The mortality rate is currently about 1% in Utah, which puts the state in the top five for lowest mortality rates, according to Shiozawa, who is a medical doctor, former Republican Utah state senator and regional director for the U.S. Department of Health and Human Services.

That’s about a sixth of the national average for COVID-19 mortality rates, Shiozawa said. However, he predicted that the state may see that rate go up, especially as social distancing restrictions are gradually loosened.

"We’re going to see more deaths just because of the number of patients who have the infection," Shiozawa said.

COVID-19 may make people delay having kids

In 2019, there were about 47,000 births in Utah, but that number has been going down for the past several years.

Hollingshaus doubts that there will be a large spike in births due to the pandemic. Since many couples are holed up, sheltering in place in their homes, some have suggested that the pandemic could lead to more conceptions.

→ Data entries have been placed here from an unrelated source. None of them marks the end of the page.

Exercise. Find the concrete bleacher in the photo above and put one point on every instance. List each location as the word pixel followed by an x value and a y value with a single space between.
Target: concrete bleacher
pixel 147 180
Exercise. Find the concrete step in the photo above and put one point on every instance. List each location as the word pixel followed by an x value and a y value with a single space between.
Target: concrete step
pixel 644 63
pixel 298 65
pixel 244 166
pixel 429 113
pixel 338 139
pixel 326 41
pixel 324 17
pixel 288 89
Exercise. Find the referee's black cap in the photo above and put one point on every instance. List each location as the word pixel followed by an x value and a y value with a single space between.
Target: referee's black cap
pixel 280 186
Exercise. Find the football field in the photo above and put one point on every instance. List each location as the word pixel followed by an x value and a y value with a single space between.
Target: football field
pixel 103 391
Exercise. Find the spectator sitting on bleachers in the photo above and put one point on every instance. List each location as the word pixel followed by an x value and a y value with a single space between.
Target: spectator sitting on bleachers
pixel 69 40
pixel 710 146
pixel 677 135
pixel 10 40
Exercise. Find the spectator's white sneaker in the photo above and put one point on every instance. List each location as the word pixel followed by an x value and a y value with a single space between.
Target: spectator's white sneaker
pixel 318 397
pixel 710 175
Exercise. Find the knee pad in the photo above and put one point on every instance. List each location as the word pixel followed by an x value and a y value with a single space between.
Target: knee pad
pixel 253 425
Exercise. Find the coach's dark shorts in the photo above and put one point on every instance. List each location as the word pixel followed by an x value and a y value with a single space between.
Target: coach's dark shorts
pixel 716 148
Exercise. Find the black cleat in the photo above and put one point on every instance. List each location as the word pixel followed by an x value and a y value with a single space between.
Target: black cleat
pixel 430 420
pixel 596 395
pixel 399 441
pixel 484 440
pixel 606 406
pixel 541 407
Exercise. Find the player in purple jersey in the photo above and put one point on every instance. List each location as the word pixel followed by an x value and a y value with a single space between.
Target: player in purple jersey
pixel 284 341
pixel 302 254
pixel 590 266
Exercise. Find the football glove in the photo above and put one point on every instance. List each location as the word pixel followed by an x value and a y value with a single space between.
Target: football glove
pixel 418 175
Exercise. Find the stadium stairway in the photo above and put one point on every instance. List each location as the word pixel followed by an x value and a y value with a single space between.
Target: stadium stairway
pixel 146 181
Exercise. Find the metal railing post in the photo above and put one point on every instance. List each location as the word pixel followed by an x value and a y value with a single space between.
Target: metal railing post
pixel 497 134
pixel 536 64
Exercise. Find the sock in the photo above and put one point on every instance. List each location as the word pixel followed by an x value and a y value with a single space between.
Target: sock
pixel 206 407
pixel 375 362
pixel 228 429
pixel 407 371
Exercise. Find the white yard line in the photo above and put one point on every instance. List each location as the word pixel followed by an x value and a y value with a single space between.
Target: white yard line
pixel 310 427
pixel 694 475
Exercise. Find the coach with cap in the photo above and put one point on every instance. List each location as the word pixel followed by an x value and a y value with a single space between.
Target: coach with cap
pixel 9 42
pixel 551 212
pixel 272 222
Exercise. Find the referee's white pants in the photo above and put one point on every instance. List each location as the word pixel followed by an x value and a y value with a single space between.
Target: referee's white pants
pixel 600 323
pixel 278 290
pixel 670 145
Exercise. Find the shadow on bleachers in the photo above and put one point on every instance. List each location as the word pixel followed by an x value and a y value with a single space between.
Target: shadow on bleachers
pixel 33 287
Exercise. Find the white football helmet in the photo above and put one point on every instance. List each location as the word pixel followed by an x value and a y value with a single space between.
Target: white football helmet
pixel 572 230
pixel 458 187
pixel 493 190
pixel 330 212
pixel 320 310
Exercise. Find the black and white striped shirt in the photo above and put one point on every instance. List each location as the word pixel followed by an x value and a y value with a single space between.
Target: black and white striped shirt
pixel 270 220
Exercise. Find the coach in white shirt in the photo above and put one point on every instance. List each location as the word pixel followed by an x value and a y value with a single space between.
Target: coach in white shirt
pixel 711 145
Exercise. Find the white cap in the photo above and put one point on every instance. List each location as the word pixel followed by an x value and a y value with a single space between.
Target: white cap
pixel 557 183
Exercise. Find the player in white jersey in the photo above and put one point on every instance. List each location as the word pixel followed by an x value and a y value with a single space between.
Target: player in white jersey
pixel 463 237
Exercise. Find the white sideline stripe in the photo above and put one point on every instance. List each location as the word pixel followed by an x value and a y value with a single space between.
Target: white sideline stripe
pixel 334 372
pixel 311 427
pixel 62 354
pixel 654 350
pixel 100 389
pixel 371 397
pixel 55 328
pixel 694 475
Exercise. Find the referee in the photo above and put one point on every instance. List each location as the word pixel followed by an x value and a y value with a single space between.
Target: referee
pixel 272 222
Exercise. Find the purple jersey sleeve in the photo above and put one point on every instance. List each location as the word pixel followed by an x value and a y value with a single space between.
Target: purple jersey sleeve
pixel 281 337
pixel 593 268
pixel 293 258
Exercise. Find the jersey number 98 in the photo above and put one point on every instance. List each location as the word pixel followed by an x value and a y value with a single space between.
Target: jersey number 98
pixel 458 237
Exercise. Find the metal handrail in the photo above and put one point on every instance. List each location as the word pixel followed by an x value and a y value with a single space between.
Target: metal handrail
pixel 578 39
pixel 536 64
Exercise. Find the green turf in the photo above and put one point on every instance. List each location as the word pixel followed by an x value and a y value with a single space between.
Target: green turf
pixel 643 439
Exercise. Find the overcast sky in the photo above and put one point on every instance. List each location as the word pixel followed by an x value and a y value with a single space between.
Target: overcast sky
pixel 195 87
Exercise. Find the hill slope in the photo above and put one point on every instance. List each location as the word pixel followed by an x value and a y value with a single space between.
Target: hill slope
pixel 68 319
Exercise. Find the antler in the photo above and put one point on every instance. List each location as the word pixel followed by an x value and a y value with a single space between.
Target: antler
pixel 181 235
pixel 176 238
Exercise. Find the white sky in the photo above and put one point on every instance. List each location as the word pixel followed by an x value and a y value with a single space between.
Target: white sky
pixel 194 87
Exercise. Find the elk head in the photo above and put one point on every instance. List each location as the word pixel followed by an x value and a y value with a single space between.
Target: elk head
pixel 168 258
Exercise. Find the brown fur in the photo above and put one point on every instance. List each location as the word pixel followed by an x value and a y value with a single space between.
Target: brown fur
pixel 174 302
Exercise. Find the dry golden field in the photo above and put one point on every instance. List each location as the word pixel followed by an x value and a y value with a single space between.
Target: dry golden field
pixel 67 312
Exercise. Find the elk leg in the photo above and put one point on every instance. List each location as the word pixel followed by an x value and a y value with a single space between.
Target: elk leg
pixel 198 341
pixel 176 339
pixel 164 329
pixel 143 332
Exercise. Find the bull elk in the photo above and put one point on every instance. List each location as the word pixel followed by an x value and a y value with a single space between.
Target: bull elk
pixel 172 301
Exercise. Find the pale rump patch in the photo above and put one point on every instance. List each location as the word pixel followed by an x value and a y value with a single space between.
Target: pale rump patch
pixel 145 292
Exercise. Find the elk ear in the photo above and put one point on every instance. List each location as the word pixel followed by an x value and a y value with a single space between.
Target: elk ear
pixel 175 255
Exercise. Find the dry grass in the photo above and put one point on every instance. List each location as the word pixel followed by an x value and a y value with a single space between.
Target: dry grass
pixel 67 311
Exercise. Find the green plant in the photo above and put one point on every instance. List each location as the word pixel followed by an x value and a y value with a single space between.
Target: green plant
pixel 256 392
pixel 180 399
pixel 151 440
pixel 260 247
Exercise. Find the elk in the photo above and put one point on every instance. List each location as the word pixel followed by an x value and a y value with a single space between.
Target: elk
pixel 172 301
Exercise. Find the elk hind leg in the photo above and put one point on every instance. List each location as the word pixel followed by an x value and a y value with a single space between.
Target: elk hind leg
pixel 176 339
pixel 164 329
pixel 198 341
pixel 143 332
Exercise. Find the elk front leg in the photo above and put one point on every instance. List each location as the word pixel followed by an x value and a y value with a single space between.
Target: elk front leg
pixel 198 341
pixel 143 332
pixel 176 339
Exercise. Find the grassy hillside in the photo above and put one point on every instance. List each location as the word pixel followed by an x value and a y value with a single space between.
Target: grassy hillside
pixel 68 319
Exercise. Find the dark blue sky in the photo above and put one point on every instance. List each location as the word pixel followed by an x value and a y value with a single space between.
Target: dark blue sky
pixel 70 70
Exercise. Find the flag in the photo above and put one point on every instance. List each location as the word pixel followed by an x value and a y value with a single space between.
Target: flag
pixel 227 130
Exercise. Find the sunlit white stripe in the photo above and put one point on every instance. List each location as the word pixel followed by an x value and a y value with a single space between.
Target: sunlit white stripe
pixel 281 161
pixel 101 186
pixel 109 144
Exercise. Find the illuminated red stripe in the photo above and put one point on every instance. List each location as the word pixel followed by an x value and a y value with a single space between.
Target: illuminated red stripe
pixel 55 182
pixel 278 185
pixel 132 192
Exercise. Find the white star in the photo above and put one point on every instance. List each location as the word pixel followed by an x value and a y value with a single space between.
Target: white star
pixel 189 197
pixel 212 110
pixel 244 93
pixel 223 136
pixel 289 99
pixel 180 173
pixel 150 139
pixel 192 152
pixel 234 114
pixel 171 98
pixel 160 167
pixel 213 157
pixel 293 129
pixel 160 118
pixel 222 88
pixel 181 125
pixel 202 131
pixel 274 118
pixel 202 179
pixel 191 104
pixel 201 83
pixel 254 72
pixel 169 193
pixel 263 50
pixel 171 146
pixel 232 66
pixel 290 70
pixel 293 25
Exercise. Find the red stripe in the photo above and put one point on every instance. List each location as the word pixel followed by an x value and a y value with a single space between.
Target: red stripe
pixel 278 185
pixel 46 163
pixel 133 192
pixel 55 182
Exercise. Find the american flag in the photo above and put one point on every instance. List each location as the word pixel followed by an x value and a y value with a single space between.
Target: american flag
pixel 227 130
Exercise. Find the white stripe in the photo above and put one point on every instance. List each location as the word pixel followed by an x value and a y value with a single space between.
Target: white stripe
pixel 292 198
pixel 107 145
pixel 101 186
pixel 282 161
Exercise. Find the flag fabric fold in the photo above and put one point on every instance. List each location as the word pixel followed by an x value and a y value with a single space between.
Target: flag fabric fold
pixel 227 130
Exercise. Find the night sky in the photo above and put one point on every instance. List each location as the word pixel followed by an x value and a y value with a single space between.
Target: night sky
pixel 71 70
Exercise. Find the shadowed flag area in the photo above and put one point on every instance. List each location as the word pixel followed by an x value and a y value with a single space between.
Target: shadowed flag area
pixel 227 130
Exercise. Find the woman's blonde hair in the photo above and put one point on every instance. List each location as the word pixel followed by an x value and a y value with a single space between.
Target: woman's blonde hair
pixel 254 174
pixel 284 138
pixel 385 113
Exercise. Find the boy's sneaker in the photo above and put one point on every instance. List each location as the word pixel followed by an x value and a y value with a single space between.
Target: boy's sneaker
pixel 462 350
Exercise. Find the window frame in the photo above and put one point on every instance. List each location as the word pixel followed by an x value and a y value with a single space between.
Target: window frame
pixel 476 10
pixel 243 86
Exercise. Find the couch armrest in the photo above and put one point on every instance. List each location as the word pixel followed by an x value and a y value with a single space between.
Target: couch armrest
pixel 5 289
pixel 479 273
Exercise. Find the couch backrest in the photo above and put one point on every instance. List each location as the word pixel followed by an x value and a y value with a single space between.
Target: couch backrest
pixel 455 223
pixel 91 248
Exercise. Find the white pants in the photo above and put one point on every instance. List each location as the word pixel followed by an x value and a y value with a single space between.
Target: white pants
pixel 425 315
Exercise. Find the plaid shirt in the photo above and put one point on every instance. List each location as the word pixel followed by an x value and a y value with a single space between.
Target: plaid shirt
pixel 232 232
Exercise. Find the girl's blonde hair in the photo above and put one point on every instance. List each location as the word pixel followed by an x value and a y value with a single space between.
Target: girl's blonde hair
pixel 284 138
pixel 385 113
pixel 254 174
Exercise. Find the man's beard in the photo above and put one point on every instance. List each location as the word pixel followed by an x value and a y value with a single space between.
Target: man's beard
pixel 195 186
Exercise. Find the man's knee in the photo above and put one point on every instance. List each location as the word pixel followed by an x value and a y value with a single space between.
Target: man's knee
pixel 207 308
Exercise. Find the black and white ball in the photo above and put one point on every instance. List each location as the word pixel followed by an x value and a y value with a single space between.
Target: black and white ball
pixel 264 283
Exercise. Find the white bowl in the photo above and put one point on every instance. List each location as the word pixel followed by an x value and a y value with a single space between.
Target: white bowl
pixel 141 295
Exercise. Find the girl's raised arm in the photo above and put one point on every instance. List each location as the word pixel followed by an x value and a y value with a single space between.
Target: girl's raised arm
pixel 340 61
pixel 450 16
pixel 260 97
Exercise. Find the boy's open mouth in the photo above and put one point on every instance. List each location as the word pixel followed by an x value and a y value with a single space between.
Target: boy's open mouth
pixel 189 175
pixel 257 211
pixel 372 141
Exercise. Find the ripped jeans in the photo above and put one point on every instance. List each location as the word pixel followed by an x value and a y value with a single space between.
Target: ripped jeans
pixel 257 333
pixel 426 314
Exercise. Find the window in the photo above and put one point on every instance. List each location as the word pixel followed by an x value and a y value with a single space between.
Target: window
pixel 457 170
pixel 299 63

After the northeast blackout of 2003, in which power was out in some parts of New York City and Toronto for two days, some suggested the same phenomenon was taking place. But that turned out to be a myth, and didn’t really happen, Hollingshaus added.

Nothing about the pandemic suggests that will take place, he said. Highly effective contraception is readily available. There is also a lowered social stigma around postponing having children to later in life, he said.

"It’s much more widely accepted, even in Utah," Hollingshaus added.

People also might still be wary of going to the hospital and being exposed to COVID-19 patients when their baby comes, he said.

Uncertain pandemic economy, but Utah poised to respond strongly

Uncertain economic conditions created by the pandemic also may deter people from having children, the panelists said. Even outside of pandemic times, it’s more expensive to provide things for children, such as housing, child care and food, than it was for previous generations, Hollingshaus pointed out.

However, Utah has a diverse economy, a proactive education system and good health care institutions, Shiozawa said.

He predicts that Utah will recover from the pandemic and come out strong on the other side.

"It will affect us, and it will have interesting downstream effects as we look forward," Shiozawa said. "I think we can be very optimistic."